Note that for CSV files:
- a header row is expected
- strings are always quoted, using double quotes
Note that when using pandas
to read Parquet files in NOCK
format, to avoid having NaN
substituted automatically for empty strings,
be sure to use the use_nullable_dtypes = True
setting:
df_parq = pd.read_parquet(
"dat/tiny.parq",
use_nullable_dtypes = True,
).fillna("")
Similarly, when using pandas
to read CSV files in NOCK
format, use the DataFrame.fillna("")
filter:
df_csv = pd.read_csv(
"dat/tiny.csv",
).fillna("")
The Parquet datasets are sharded into multiple partition
files, which use the following Parquet schema:
field name | repetition | type | converted type | purpose |
---|---|---|---|---|
"src_name" | Repetition::REQUIRED |
Type::BYTE_ARRAY |
ConvertedType::UTF8 |
unique symbol for a source node (subject) |
"edge_id" | Repetition::OPTIONAL |
Type::INT32 |
ConvertedType::INT_32 |
integer identifier for an edge, which does not need to be unique |
"rel_name" | Repetition::OPTIONAL |
Type::BYTE_ARRAY |
ConvertedType::UTF8 |
optional relation symbol for an edge (predicate) |
"dst_name" | Repetition::OPTIONAL |
Type::BYTE_ARRAY |
ConvertedType::UTF8 |
optional unique symbol for a destination node (object) |
"truth" | Repetition::OPTIONAL |
Type::FLOAT |
ConvertedType::NONE |
"truth" value for a source node |
"shadow" | Repetition::OPTIONAL |
Type::INT32 |
ConvertedType::INT_32 |
shadow; use -1 for local node, or non-negative integer if this node resides on another partition |
"is_rdf" | Repetition::OPTIONAL |
Type::BOOLEAN |
ConvertedType::NONE |
boolean flag, true if source node was created through W3C stack |
"labels" | Repetition::OPTIONAL |
Type::BYTE_ARRAY |
ConvertedType::UTF8 |
source node labels, represented as a comma-delimited string |
"props" | Repetition::OPTIONAL |
Type::BYTE_ARRAY |
ConvertedType::UTF8 |
properties, either for source nodes or edges, represented as a JSON string of key/value pairs |
There are two kinds of rows represented by this schema:
- node row
- edge row
Within a partition, each node gets serialized as one node row in the Parquet file, followed by an edge row for each of its edges. These two cases are distinguished by the "edge_id"
column values:
- negative for a node row
- non-negative integer values, unique within a source node for an edge row
No specific sort order is required of the node rows. Even so, a sort order may be forced for non-Parquet files during file validation. This allows for row-level comparisons.

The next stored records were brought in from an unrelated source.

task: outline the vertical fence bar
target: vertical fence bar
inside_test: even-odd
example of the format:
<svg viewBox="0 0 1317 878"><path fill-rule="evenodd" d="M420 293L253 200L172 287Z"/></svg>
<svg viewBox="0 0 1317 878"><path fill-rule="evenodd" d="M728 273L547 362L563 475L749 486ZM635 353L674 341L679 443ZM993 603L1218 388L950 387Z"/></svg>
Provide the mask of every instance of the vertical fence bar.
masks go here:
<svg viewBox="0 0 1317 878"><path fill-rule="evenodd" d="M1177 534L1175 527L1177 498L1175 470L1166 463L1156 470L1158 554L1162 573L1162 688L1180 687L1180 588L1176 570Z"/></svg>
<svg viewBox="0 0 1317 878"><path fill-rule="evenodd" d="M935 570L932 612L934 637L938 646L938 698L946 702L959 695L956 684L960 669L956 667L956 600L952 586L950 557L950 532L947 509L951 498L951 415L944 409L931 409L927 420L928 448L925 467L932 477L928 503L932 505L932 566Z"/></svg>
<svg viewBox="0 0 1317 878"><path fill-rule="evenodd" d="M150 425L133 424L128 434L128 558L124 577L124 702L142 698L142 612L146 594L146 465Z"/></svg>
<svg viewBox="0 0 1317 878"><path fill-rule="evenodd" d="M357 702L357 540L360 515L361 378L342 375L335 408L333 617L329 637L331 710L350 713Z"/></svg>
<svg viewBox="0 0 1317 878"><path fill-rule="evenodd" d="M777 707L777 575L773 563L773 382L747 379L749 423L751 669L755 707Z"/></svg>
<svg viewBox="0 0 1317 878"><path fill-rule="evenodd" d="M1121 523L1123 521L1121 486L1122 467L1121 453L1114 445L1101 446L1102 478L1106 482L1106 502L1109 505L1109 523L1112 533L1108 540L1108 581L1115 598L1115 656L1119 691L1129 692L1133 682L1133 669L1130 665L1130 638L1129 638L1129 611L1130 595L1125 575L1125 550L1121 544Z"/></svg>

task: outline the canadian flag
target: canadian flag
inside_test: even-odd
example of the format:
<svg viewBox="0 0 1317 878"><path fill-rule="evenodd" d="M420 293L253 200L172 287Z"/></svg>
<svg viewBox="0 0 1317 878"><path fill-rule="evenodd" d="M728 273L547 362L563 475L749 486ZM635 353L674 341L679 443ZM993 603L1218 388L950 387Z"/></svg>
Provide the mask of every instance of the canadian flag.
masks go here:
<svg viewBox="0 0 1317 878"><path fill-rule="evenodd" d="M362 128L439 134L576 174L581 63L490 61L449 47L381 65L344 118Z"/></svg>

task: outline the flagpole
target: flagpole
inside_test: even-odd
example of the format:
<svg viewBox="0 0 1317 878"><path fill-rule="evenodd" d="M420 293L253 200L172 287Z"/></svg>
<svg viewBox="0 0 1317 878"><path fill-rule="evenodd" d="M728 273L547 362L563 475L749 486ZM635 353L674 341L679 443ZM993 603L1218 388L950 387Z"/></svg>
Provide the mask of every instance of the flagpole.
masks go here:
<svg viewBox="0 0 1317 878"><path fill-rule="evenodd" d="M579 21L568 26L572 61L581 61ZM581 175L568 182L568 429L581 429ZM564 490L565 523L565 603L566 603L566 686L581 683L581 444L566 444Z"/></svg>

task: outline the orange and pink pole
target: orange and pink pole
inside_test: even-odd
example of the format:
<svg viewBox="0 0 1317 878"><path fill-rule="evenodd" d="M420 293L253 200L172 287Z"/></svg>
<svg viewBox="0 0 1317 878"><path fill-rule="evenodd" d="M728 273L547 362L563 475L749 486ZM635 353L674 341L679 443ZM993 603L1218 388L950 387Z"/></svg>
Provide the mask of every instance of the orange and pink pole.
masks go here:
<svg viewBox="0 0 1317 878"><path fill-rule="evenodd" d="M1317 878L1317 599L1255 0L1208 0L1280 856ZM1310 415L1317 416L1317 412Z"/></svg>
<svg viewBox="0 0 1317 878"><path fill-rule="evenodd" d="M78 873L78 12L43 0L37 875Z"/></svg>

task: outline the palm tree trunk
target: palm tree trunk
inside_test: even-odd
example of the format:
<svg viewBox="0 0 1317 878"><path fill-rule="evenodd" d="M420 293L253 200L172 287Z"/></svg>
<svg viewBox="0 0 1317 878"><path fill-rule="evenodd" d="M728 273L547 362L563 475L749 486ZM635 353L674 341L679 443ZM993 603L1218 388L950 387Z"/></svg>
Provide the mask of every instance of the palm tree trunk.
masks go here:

One possible optimization could be to use nested rows, where the edge rows get nested in Parquet under their corresponding node rows.
An obvious parallelization is to use multithreading for parsing/building the edge rows for each node row.
-
These field types are intended to make the format independent of system OS and language constraints, e.g., a Parquet dataset could be generated in a SQL query, Excel export, Jupyter notebook, Dask task, Spark job, JavaScript UI, etc., as input into a graph.
-
Additional columns/fields may be added to this organization as needed, such as for subgraphs, supporting evidence, etc.
-
Currently the node and edge properties are represented using JSON, although these may become optimized later as Parquet maps instead.